The following areas were affected the most:
- The Caribbean: Matina, Limon, Valle de la Estrella, Sixaola and Cahuita.
- The canton of Turrialba, Cartago.
- The Northern Zone: Sarapiquí, Upala and Guatuso.
Of particular importance is Route 36 (pictured above), the primary connection between the southern Caribbean and the rest of Costa Rica. The Public Works and Transport Ministry (MOPT) on Monday hopes to install a Bailey bridge over La Estrella River.
“The buildable bridge will connect the highway to the bridge, that is, it will replace the approach fill undermined by the rains, and that connects the highway with the existing structure. In this way, traffic on National Route 36 can be recovered,” MOPT said.
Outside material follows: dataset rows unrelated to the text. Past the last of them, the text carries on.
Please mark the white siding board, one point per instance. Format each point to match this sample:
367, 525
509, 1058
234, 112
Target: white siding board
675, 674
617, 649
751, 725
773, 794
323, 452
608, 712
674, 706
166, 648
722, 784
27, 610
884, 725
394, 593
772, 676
The canton of Turrialba has received 720 mm of rainfall this month, the most for any July since 1942, when IMN began tracking these data.
“We cannot look at this as an isolated incident. These rains, these extreme phenomena are related to climate change, to which we must adapt,” said President Alvarado.
At least one person has died due to the rainfall and flooding. The body of a 60-year-old, drowned by the swollen river, was found Sunday in Horquetas de Sarapiquí, La Nacion reported.